For the Red Sox, this was a debacle of a game, with only the occasional offensive burst to keep things close. From the very first inning, things were going wrong in unusual fashion. With two men on and nobody out in the first, Jacoby Ellsbury was picked off of second base, and the Sox went down without scoring. Then, in the bottom of the inning, the typically accurate Jon Lester loaded the bases on a single and two walks, then walked in a run. He would have escaped the inning with just two runs, too, had it not been for a dropped pop fly courtesy of Adrian Gonzalez.
Facing a 3-0 lead after one, the Red Sox got to work in the second. David Ortiz hit a leadoff double and was moved to third on a J.D. Drew single. Carl Crawford got the Sox on the board with an RBI single before Jarrod Saltalamacchia and Jacoby Ellsbury went down to end the threat.
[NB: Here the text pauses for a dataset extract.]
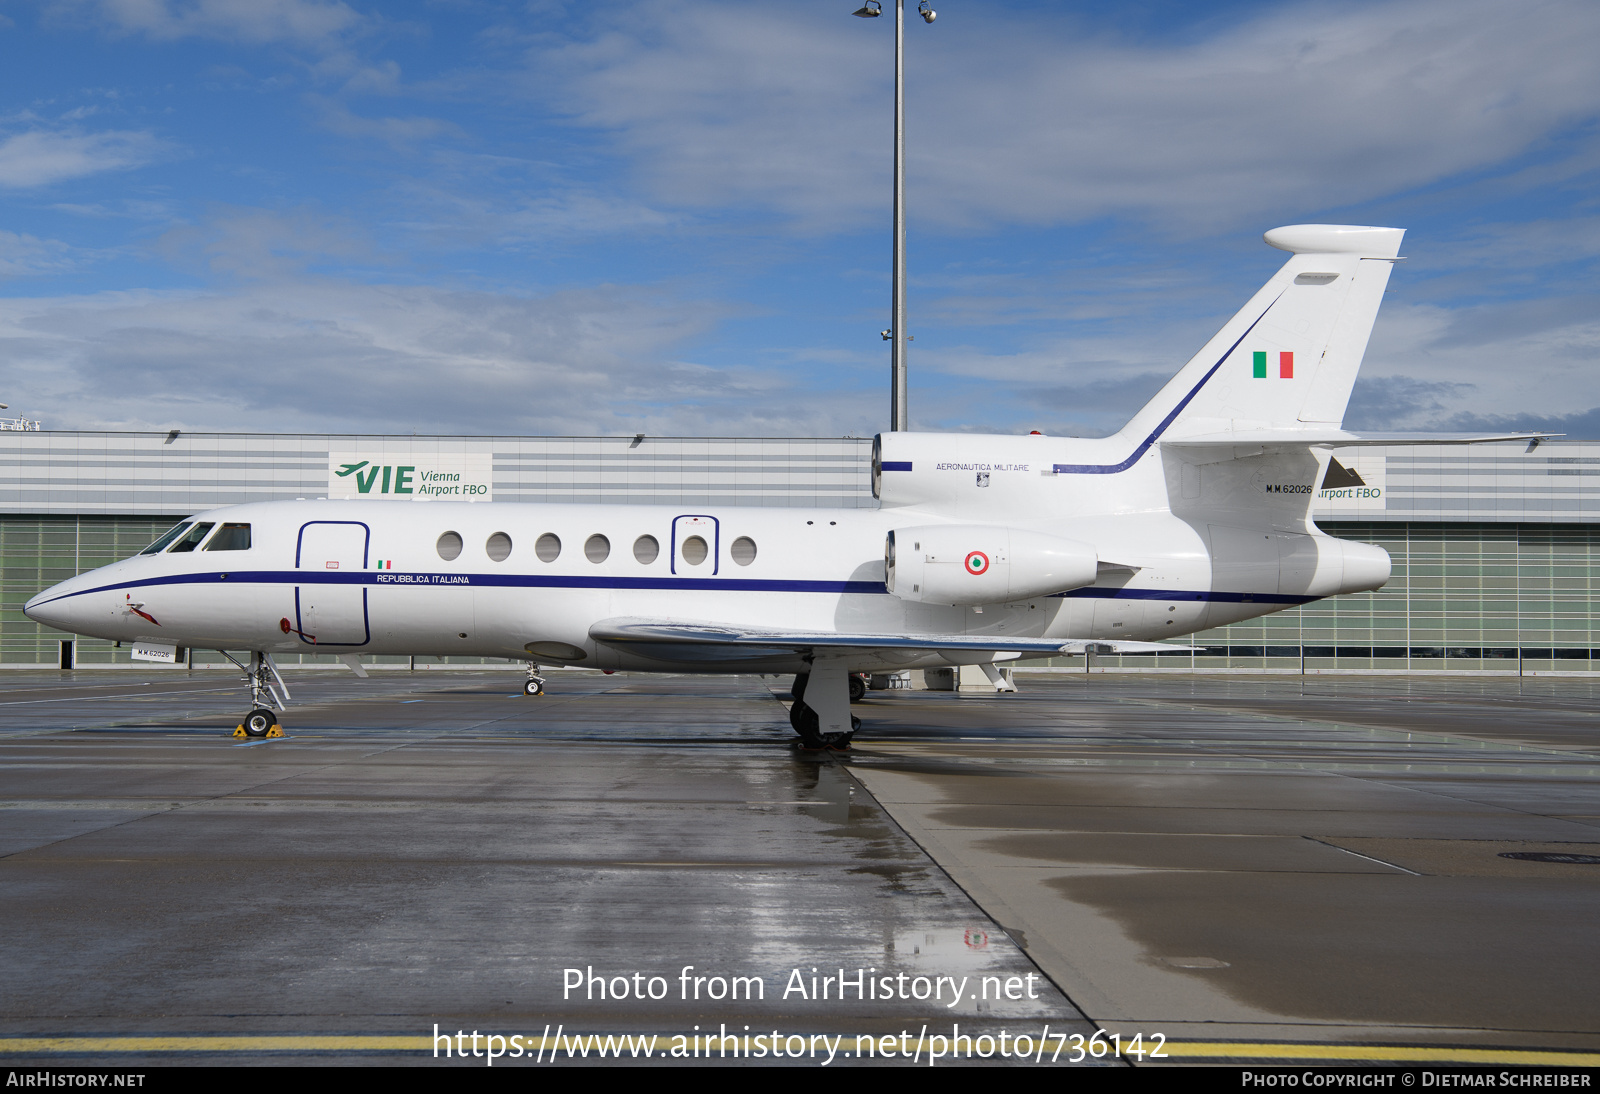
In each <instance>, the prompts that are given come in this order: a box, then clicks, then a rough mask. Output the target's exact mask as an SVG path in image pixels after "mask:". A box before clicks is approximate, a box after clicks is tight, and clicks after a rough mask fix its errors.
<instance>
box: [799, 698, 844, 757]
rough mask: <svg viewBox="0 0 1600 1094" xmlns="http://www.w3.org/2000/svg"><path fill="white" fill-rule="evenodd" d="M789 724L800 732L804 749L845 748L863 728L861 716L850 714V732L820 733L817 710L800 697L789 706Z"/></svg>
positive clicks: (800, 746)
After Jon Lester escaped a bases loaded situation in the third, David Ortiz brought the Sox within one run of the Jays with his fifth homer of the year. The Sox had a chance to tie things up, but a terrible attempt to score Carl Crawford on a sharply hit line drive single from Jacoby Ellsbury ended the threat. When Dustin Pedroia walked to start the next inning and was brought home on a 2-run shot, the Sox did take the lead, but left fans wondering just how many they could have scored in the fourth.
The lead did not last long, however, as Lester's struggles continued in the fourth when Jose Bautista led off the frame with a solo shot to left. The next inning started in similar fashion, with J.P. Arencibia doing the dirty work. Lester was pulled from the game after walking John McDonald and hitting Yunel Escobar with a pitch, his final line featuring an uncharacteristic five earned runs in just over five innings.
The roller coaster ride continued in the eighth thanks to Jed Lowrie, who doubled, and Jarrod Saltalamacchia, whose line drive to left field brought pinch runner Jose Iglesias home. Things quickly swung back in Toronto's favor, however, when David Cooper took a Daniel Bard fastball over the wall in right-center. Not one to break from the tradition of leadoff homers the game had established, however, Adrian Gonzalez responded by taking the second pitch of the ninth inning to the opposite field for his second bomb of the game.
Ultimately, though, all the small mistakes that had cost the Sox a run here and a run there came back to haunt them. Adrian Gonzalez' next big swing came in the tenth inning with two outs, and wasn't quite enough to get the job done. Pitching his second inning, Matt Albers allowed a one-out ground ball single to Rajai Davis, who was immediately off and running, stealing second despite a pitchout, and then third on the ineffective arm of Jason Varitek. With David Cooper at the plate, Albers needed to dodge any sort of contact, but could not avoid the sacrifice fly that sent Davis home and gave the Jays the win.